6. The question whether it was enough to prove to the satisfaction of the Central Excise Officer that the goods are for the intended use specified in the notification of exemption or whether in addition the procedure laid down in Rule 192 of Chapter X of the Rules was also to be complied with for availing concession under the exemption notification was raised before this Court in Thermax Private Limited v. The Collector of Customs (Bombay), New Customs House [1992 (61) ELT 352 (SC)] = [(1990) 4 SCC 440] and a two-Judge Bench of this Court held that the possession of a license or production of a C-2 certificate as provided in Rule 192 of Chapter X of the Rules enables the applicant to secure the necessary concession and that the entitlement to the concession will depend on whether the purchaser is the holder of a L-6 license (or C-2 certificate) or not. These observations made in Thermax Private Limited v. The Collector of Customs (Bombay), New Customs House (supra) were held by a two-Judge Bench of this Court in Collector of Customs, Bombay v. J.K. Synthetics Limited [1996 (87) ELT 582 (SC)] = [(1997) 10 SCC 224] as not laying down principle and held to be limited to eligibility for concession under Rule 192 of the Rules. In the aforesaid decision in the case of Collector of Customs, Bombay v. J.K. Synthetic Limited (supra) this Court took the view that where there was evidence on record that show the intended use of the material, the benefit of exemption could be granted. In a subsequent decision in the case of Collector of Central Excise, Jaipur v. J.K. Synthetics [2000 (120) ELT 54 (SC)] = [(2000) 10 SCC 393] a three-Judge Bench of this Court took the view that if there was substantial compliance of the procedure laid down in Chapter X of the Rules, exemption could be granted. In the case of Commissioner of Central Excise,
7. When we strictly construe the exemption notification in this case, we find that the proviso in the exemption notification reads as under:
Provided that where any such exemption is subject to the intended use, the exemption in such case shall be subject to the following conditions namely:-
(i) That it is proved to the satisfaction of an officer not below the rank of the Assistant Collector of Central Excise that such goods are used for the intended use specified in Column (5) of the said Table: and
(ii) Where such use is elsewhere than in the factory of production, the procedure set out in Chapter X of the Central Excise Rules, 1944, is followed.

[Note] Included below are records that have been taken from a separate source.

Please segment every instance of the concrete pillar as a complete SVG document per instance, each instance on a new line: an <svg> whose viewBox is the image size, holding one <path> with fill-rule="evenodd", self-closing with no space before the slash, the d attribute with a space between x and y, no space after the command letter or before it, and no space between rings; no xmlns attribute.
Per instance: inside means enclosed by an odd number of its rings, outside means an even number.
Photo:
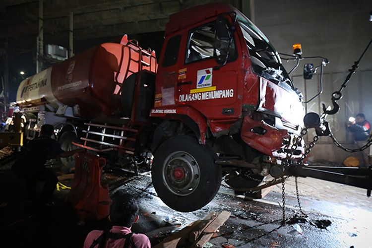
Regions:
<svg viewBox="0 0 372 248"><path fill-rule="evenodd" d="M242 0L242 12L254 23L254 0Z"/></svg>
<svg viewBox="0 0 372 248"><path fill-rule="evenodd" d="M8 42L5 41L5 53L4 54L4 84L2 90L4 93L4 111L6 112L8 110L8 99L9 99L9 57L8 56Z"/></svg>
<svg viewBox="0 0 372 248"><path fill-rule="evenodd" d="M69 30L68 58L73 56L73 12L70 12L70 28Z"/></svg>
<svg viewBox="0 0 372 248"><path fill-rule="evenodd" d="M44 58L44 23L43 19L43 0L39 0L39 34L36 40L36 73L43 70Z"/></svg>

Thus, the proviso makes it clear that for availing the exemption two conditions must be satisfied: First, that it is proved to the satisfaction of the excise officer that the goods are used for intended use specified in Column (5) of the Table annexed to the exemption notification and second, where such use is elsewhere than in the factory of production, the procedure set out in Chapter X of the Rules is followed. We cannot, therefore, accept the contention of the learned counsel of the appellant that if the first condition is satisfied, i.e. it is proved to the satisfaction of the Central Excise officer that the goods are used for the intended use, the exemption has to be granted. In our considered opinion, unless the second condition is also satisfied, i.e. the procedure set out in Chapter X of the Rules is followed where the use of the goods is elsewhere than in the factory of production, the exemption cannot be granted under the exemption notification.
8. In the facts of the present case, the RCO was not to be used in the factory of the appellant but at the place of generation of electricity by the Ahmedabad Electricity Company Ltd. Hence, the second condition laid down in the proviso was also to be complied with. Rule 192 of Chapter X of the Rules is quoted herein below:
“RULE 192. Application for concession.—
Where the Central Government has, by notification under rule 8, or section 5A of the Act, as the case may be, sanctioned the remission of duty on excisable goods other than salt, used in a specified industrial process, any person wishing to obtain remission of duty on such goods, shall make application to the Collector in the proper Form stating the estimated annual quantity of the excisable goods required and the purpose for and the manner in which it is intended to use them and declaring that the goods will be used for such purpose and in such manner. If the Collector is satisfied that the applicant is a person to whom the concession can be granted without danger to the revenue, and if he is satisfied, either by personal inspection or by that of an officer subordinate to him that the premises are suitable and contain a secure store-room suitable for the storage of the goods, and if the applicant agrees to bear the cost of such establishment as the Collector may consider necessary for supervising operation in his premises for the purposes of this Chapter, the Collector may grant the application, and the applicant shall then enter into a bond in the proper Form with such surety or sufficient security, in such amount and under such conditions as the Collector approves. Where, for this purpose, it is necessary for the applicant to obtain an Excise registration certificate, he shall submit the requisite application along with the proof for payment of registration fee and shall then be granted a registration certificate in the proper Form.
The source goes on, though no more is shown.